By the time Clay and Hope reached the centre of town, night had fallen and the streets shimmered with light. Closed shop-front windows glowed, beckoned to a homeward trickle of umbrella-toting office workers. Random squares of light burned inside the dark hulks of squat office buildings, desperate bankers staring into flickering screens, the stink of alchemy oozing into the air even on a Saturday night. Money never sleeps, thought Clay, doesn’t take a day off.
‘What will you do?’ said Hope. It was the first time she’d spoken since dropping the samples with Maria. ‘The two of you. After, I mean.’
‘I don’t know. Go to Africa, I guess. Disappear for a while.’
She pointed left. He turned.
‘I wish I could disappear.’
Clay said nothing, drove.
‘Here,’ she said. ‘Just along this street.’
Clay slowed the car and scanned the street. Windows evening-lit, a few cars parked half up on the pavement, tree shadow swaying over rooftops, house fronts.
‘This is it,’ she said.
Clay stopped and turned off the engine. There was just the quiet of the street, Hope sitting there beside him, her face almost hidden in the darkness.
‘Alexi is waiting for you,’ he said.
Hope tried a thin smile, failed. ‘Be careful,’ she said.
‘You too, Hope.’
‘I’ll be in meetings with my co-convenors all day tomorrow, preparing for the enquiry. Opening statements start at ten o’clock Tuesday morning. Erkan is scheduled to testify at two that afternoon. If he decides to show up, that is.’ She paused. ‘Will you be there?
‘Not a good way to disappear.’
‘If you could testify, Clay, it would be very valuable. Rania, too.’
‘You’ll have all the proof you need. I’ll give you Erkan’s dossier. You don’t need us.’ He felt sick inside.
Hope stared at him across the half metre of darkness that separated them. After a moment she opened her door and stepped out of the car. ‘Come in with me, Clay, please.’
Clay looked at his watch, nodded, got out
of the car and followed her to the house.
Hope’s ex answered the door. He was a big man, tall, heavy-set. As soon as Clay saw him he knew something was wrong. His eyes were red, swollen. He looked like a little boy who’d lost his mother at the fair.
‘Hope,’ he said, glancing at Clay. ‘What have you done with him?’
‘What are you talking about?’ said Hope, reaching for the door-frame. ‘Where’s Alexi?’

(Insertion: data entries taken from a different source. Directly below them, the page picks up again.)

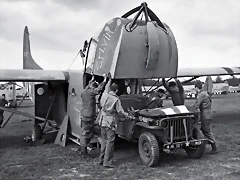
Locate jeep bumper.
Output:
[163,139,207,149]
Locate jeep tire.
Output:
[138,132,159,167]
[32,124,42,142]
[185,127,206,159]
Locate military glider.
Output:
[0,3,240,146]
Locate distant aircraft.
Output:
[0,3,240,148]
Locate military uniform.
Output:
[194,90,216,149]
[0,99,8,126]
[162,79,184,106]
[81,81,106,151]
[148,91,163,108]
[98,84,128,167]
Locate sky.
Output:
[0,0,240,73]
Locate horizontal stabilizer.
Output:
[0,69,69,82]
[177,67,240,77]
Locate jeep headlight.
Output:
[160,120,168,128]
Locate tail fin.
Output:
[23,26,43,70]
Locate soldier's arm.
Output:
[175,79,184,92]
[193,94,204,109]
[162,78,170,92]
[116,99,128,117]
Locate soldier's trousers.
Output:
[81,117,94,147]
[200,118,215,144]
[99,127,115,166]
[0,112,4,126]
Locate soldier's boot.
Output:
[78,146,91,158]
[207,143,218,155]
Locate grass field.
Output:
[0,94,240,180]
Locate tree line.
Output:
[139,76,240,86]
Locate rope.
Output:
[68,49,81,69]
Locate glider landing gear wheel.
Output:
[32,124,42,142]
[138,132,159,167]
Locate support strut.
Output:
[2,93,28,128]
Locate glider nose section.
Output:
[93,18,178,78]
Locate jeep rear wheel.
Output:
[32,124,42,142]
[138,132,159,167]
[185,128,206,159]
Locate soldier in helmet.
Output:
[0,94,8,126]
[79,75,107,156]
[162,78,184,106]
[194,81,218,154]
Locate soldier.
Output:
[162,78,184,106]
[148,89,165,107]
[79,75,107,156]
[194,81,218,154]
[98,81,129,168]
[0,94,8,126]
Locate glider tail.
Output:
[23,26,42,70]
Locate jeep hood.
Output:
[137,105,194,117]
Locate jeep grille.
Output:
[166,117,193,140]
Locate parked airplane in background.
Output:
[0,3,240,148]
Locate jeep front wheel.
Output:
[138,132,159,167]
[185,128,206,159]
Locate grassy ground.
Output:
[0,94,240,180]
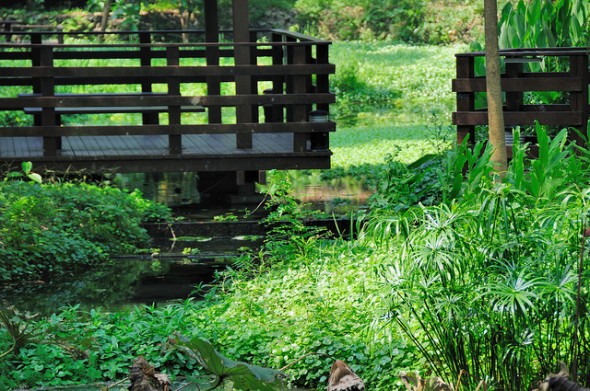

‘The police are on their way.’
‘Police?’
‘After I brought him home from the airport, I took him to the park to play. I turned my head for a minute, and he was gone. I’ve looked everywhere, called everyone. I know you’ve taken him, you and that bitch Maria.’
39
Natural Selection
Hope stood in the doorway looking as if she’d been given a dose of cyanide, could feel it creeping through her body. ‘What are you talking about?’ she gasped. ‘Where is my son?’
‘Stop the bullshit,’ her ex-husband bellowed, leaning forward at the waist. ‘Where is Alexi?’
Hope raised her hand to her mouth. ‘My god,’ she whispered. ‘You think …. You think I have him.’
‘That’s exactly what I think, you slut.’ He jutted his chin towards Clay. ‘You and your friend, here.’
Hope wheeled around, her glance ricocheting off Clay like an afterthought. ‘He’s … He’s got nothing to do with this, Pavlos. Where is my son? What have you done with him?’
‘You tell me,’ he screamed. ‘Your bullshit story about being in danger, about needing to leave the country. Using that dyke Maria as your mule. I can’t believe I almost fell for it.’